Eddie Izzard does this in 3 important ways: by identifying with the majority (his audience) on a familiar and common level, by embracing minority characteristics in order to humanize differences, and by approaching the subject (mostly non-verbally) in a lighthearted and non-threatening manner. The Parasocial Contact Hypothesis is the suggestion that parasocial interactions through media can act in a similar way to Intergroup Contact Theory when correlated to minority prejudice.
In studies on intergroup contact, it has been shown that direct exposure to a minority group changes the opinion and lessens the prejudice by that participant. Schiappa, Greg and Hewes wrote, “a person’s beliefs can be modified by that person coming into contact with a category member and subsequently modifying or elaborating the beliefs about the category as a whole” (93). In their parasocial contact hypothesis studies Schiappa, Greg and Hewes concluded,
Cumulatively, the studies reported here provide support for the PCH for two minority groups and across three television genres. The PCH has significant theoretical and social implications. For decades, mass communication researchers have insisted that mass media and television, in particular, can influence viewers’ beliefs about the world. Research on parasocial contact and the relationships that such contact produces is significant because it suggests that one form of learning is about individuals and categories of people (111).
This finding is most important because it means that individuals representing minority groups in media now become more than an individual, but an icon for the minority and as such they carry on a new importance and responsibility. In Dressed to Kill, Eddie Izzards approach to his special gains greater value because he now represents a larger group and his communication choices take on new significance. Eddie Izzard first identifies with the majority on a common level, but opening the show on the streets of San Francisco while not in drag.

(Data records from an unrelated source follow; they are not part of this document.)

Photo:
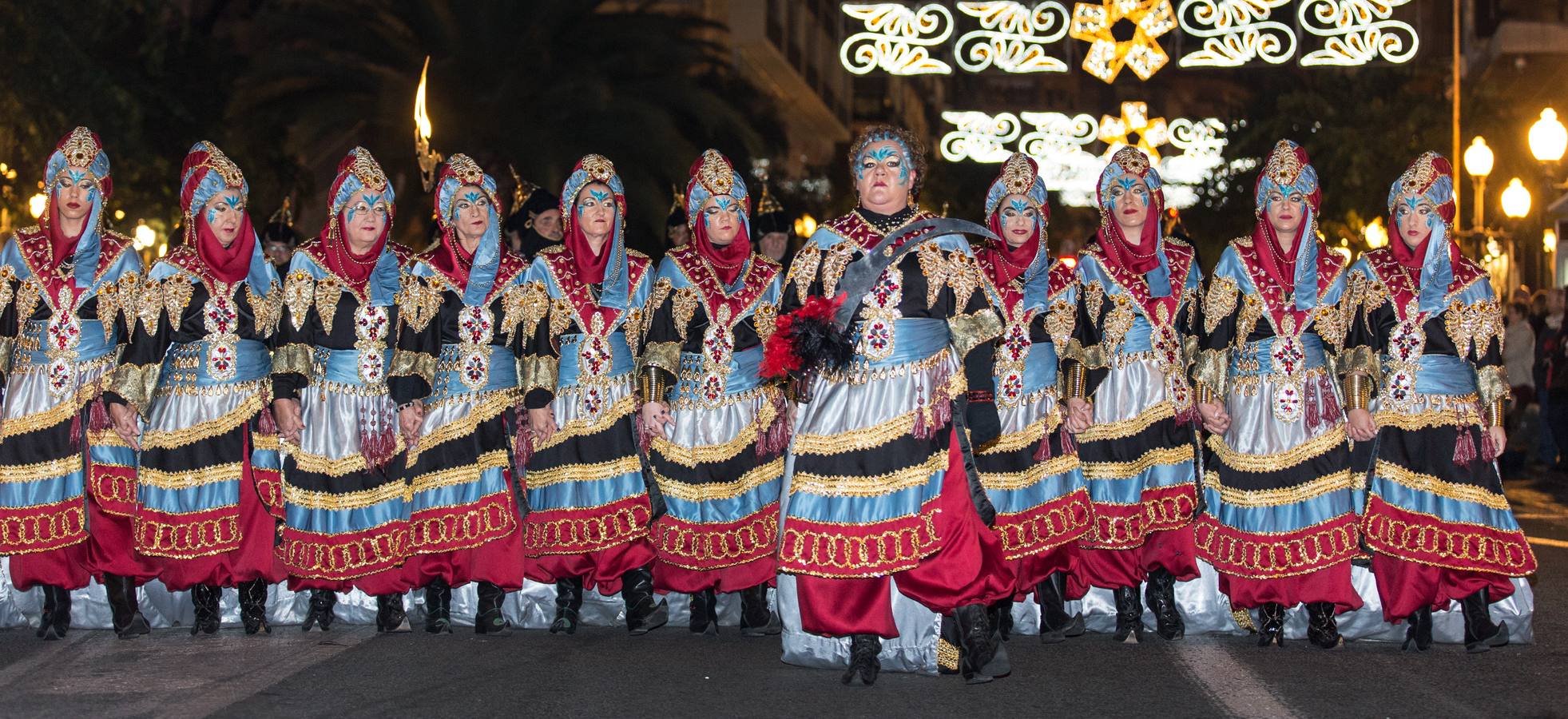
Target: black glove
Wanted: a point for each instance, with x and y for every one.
(983, 423)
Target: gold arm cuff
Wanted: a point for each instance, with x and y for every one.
(135, 383)
(662, 356)
(1211, 371)
(292, 359)
(540, 372)
(1491, 385)
(971, 330)
(408, 363)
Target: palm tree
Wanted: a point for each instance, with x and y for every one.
(537, 85)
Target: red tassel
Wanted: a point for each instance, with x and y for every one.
(99, 421)
(1465, 448)
(1043, 449)
(1488, 447)
(267, 424)
(522, 442)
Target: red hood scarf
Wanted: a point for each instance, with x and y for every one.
(451, 258)
(590, 266)
(713, 175)
(206, 173)
(81, 151)
(356, 172)
(1019, 177)
(1286, 170)
(1144, 258)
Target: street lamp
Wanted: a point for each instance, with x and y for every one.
(1478, 161)
(1548, 137)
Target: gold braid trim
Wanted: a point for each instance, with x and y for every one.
(584, 473)
(971, 330)
(1284, 495)
(1024, 479)
(460, 475)
(662, 356)
(1128, 427)
(410, 363)
(189, 478)
(1123, 470)
(1281, 460)
(294, 359)
(42, 470)
(540, 372)
(1211, 372)
(709, 492)
(589, 424)
(135, 383)
(869, 486)
(229, 421)
(855, 440)
(347, 499)
(1440, 487)
(483, 410)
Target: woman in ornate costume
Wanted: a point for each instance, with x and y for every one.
(879, 489)
(720, 462)
(1032, 473)
(455, 382)
(1427, 338)
(1134, 340)
(345, 515)
(198, 374)
(587, 491)
(1281, 514)
(62, 291)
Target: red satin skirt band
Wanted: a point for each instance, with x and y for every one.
(675, 578)
(968, 570)
(1110, 569)
(597, 569)
(1403, 587)
(1324, 584)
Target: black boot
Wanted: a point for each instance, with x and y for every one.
(977, 639)
(863, 660)
(391, 618)
(253, 606)
(1481, 634)
(490, 619)
(643, 611)
(1129, 616)
(204, 598)
(1320, 626)
(1161, 595)
(705, 613)
(1419, 631)
(438, 606)
(1271, 624)
(1056, 626)
(123, 606)
(320, 614)
(568, 603)
(57, 613)
(756, 619)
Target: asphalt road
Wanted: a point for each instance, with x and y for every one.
(602, 673)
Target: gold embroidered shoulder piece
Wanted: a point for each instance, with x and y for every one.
(804, 269)
(267, 308)
(935, 269)
(1219, 304)
(684, 305)
(298, 294)
(327, 294)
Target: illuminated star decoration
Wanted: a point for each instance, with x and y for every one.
(1094, 22)
(1118, 133)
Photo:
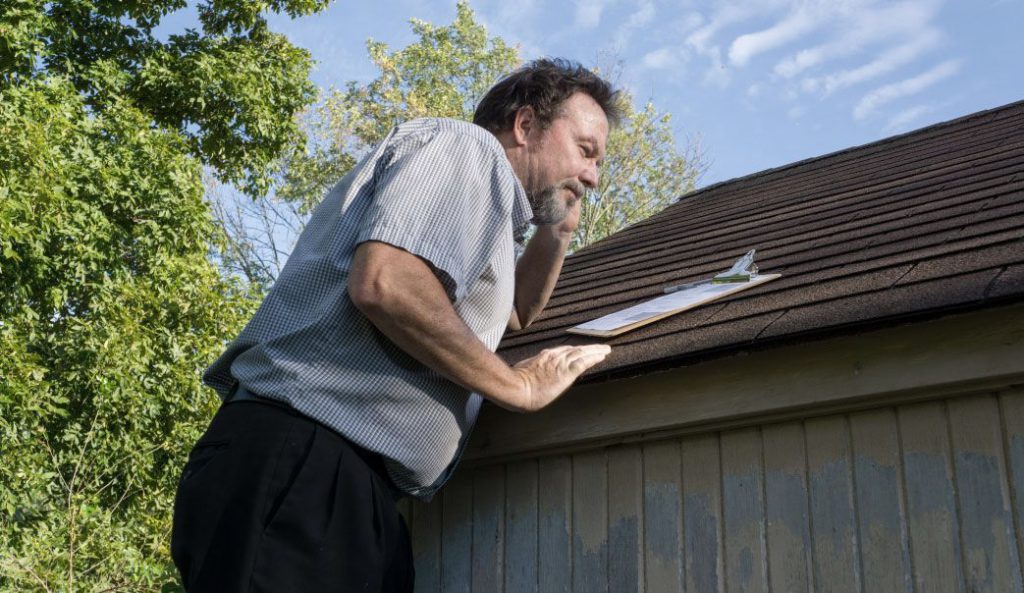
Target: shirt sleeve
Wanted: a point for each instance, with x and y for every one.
(444, 199)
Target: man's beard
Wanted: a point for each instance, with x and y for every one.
(548, 205)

His audience is from or at least in San Francisco and through his opening video and dialogue he connects to the crowd on a level outside of gender issues as a fellow San Franciscan or at least lover there of. His second technique is to embrace minority characteristics all the while humanizing them. He does this by coming out on stage in drag and performing the whole special in ‘costume’. He defines transvestites and even categorizes them by type at points throughout the special to bring the audience back and to demonstrate similarities with which they can identify.
His third technique is to approach the subject in a lighthearted and non-threatening manner; this is achieved simply by using a comedic format style. People laugh when they are uncomfortable and laugh when they are comfortable. Those that are uncomfortable are given the freedom to express themselves without standing out because everyone else is laughing. Those unfamiliar with transvestites now presented with a closer view of the minority in a comedic way, walk away with a positive feeling of the minority representative which influences their opinion and reduces prejudice.
The studies and conclusions on Parasocial Contact Hypothesis research are significant because it means the media can be used to reinforce positive images of minority groups to reduce prejudice. However the opposite is likely also true, so it is important that media be used for productive and not destructive purposes in this regard. Works Cited Schiappa, Edward & Gregg, Peter & Hewes, Dean. “The Parasocial Contact Hypothesis. ” Communication Monographs Mar. 2005: 92-115. Jordan, Lawrence dir. Izzard, Eddie wri. Dressed to Kill. 1999. HBO, 1999.